During the 1950s, after he returned to Harvard, Galbraith wrote a series of highly influential and widely read books on America’s economic situation and its social implications. As one of the titles suggested, Galbraith felt that an “affluent society” was indeed possible if public policy concerns like high employment and a rising standard of living were factored into economic planning. In his book, American Capitalism, published in 1951, Galbraith countered concerns that the growing concentration of power among an increasingly select group of big corporations would undermine the foundation of an equitable and affluent society. He unveiled an innovative theory in this book which would confirm him as one of the 20th century’s leading economic thinkers.



Galbraith asserted that countervailing “power” inherent in capitalism would act as a brake on the concentration of economic dominance. Thus, the automobile industry, reduced from a large number of small firms to the “Big Three,” would be checked by the power of the steel industry which supplied its raw materials. “Countervailing power” was Galbraith’s affirmation that a mature free enterprise economy could flourish without constant government deficit spending and regulation.



This was doubly ironic, since Galbraith became the poster boy for “big government” in more minds than Richard Nixon’s. During the 1960s and 1970s, crippling escalations in spending did occur, precisely as Galbraith feared. The “permanent wartime economy,” manifested chiefly in the staggering expenditures on the Vietnam War and the arms race with the Soviet Union, contributed to the paralyzing “stagflation” of the 1970s. Not even an economic superpower like the U.S. could ignore the costs of policing the world. Yet conflicting theories on how to handle “big government,” then and since, seldom addressed the effect of wasteful military spending on economic performance, focusing instead on the costs of social programs.
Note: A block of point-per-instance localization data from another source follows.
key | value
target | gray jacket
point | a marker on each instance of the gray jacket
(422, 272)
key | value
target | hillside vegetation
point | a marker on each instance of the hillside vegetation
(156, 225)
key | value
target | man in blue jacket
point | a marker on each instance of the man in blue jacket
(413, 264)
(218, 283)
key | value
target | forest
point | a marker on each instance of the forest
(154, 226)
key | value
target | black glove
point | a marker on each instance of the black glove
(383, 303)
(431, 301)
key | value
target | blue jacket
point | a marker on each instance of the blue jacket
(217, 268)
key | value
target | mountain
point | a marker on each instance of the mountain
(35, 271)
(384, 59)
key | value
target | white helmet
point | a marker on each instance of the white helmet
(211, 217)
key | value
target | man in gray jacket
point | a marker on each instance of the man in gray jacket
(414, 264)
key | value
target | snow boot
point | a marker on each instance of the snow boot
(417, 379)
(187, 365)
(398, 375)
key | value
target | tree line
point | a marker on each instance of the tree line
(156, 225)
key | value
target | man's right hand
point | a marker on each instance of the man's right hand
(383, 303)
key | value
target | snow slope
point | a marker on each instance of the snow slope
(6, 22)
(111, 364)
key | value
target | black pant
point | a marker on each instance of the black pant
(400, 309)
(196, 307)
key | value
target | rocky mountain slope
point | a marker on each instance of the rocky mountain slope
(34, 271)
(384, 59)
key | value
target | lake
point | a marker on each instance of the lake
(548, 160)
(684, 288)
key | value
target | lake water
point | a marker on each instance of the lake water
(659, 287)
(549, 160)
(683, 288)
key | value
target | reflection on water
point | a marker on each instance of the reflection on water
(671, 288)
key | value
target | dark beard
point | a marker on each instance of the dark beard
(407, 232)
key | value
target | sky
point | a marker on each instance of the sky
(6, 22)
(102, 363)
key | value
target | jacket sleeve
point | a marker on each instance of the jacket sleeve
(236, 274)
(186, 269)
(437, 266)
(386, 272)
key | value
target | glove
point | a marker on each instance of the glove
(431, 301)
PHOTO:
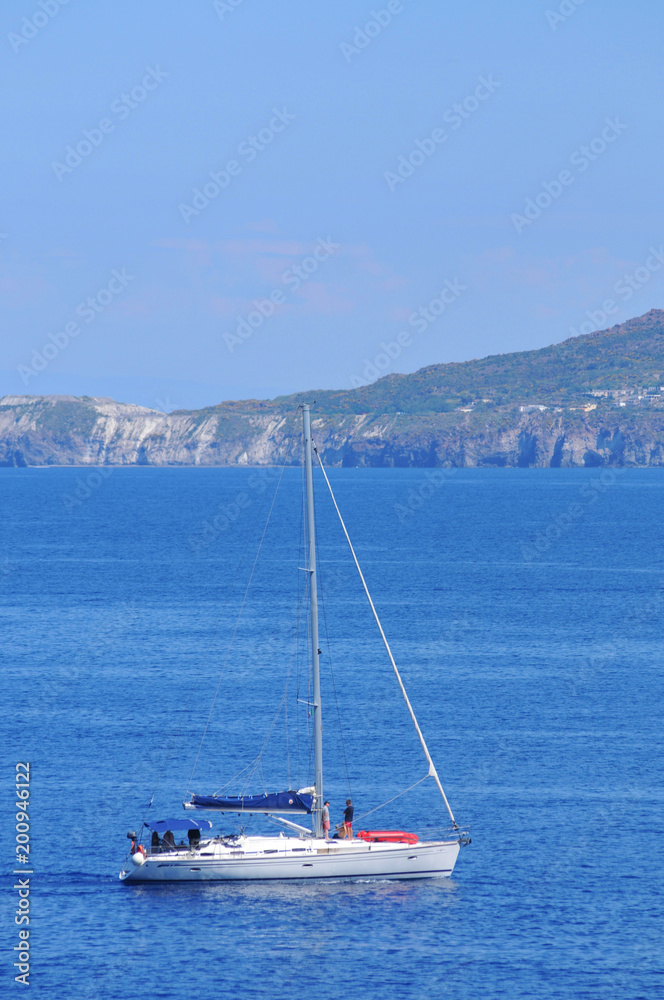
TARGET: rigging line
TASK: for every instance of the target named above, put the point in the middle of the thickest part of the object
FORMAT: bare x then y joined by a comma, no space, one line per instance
432,769
334,686
206,657
395,797
237,625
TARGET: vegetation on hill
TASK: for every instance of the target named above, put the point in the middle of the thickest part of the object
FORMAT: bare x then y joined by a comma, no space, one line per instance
628,355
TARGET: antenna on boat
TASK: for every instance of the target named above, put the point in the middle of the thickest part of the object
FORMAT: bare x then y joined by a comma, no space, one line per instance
313,598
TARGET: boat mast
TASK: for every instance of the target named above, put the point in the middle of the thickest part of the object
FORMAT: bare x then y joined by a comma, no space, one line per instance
313,599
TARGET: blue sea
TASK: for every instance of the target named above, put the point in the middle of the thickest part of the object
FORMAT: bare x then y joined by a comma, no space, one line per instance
144,609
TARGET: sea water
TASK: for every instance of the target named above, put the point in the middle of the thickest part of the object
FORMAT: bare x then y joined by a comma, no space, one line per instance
144,609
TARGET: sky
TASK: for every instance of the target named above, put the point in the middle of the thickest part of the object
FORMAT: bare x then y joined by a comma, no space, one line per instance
241,198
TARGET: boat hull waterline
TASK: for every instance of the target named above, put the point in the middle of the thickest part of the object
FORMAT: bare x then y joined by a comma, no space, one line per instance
314,859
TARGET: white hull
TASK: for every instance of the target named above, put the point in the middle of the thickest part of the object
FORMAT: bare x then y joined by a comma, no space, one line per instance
286,858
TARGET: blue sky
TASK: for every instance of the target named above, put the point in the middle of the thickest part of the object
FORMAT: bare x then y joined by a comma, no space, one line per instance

Galbraith never made that mistake. If a number of his expectations have not come to fruition, like the ability of the “affluent society” to reduce poverty levels, his basic tenets are still valid. In the concluding chapter of his book, Parker assesses the legacy of Galbraith’s ideas. His analysis makes for some very opportune reading. From the time he came to prominence, Galbraith has vigorously asserted that economics “could not be considered in isolation from the human world of politics, institutions and power.” Parker writes of Galbraith’s pragmatic approach to balancing the claims of the U.S. as world power with the public needs of the American people:


“The Galbraithian way out of the dilemma was to fight to restore certain liberal ideas about the public agenda…. Democratic government relies on choices about values, which can’t be made by markets alone. Freedom is essential, but so also are equality, security, social stability, reduced social tensions, and a quality of life that sustains creativity and that focuses the imagination on more than getting and spending.”


It was ideas like this, and the powerful ways that he continues to express them, which put John Kenneth Galbraith on more enemy lists than Richard Nixon. It is the reason, too, why he remains an intellectual force to be reckoned with in the present “Age of Uncertainty.”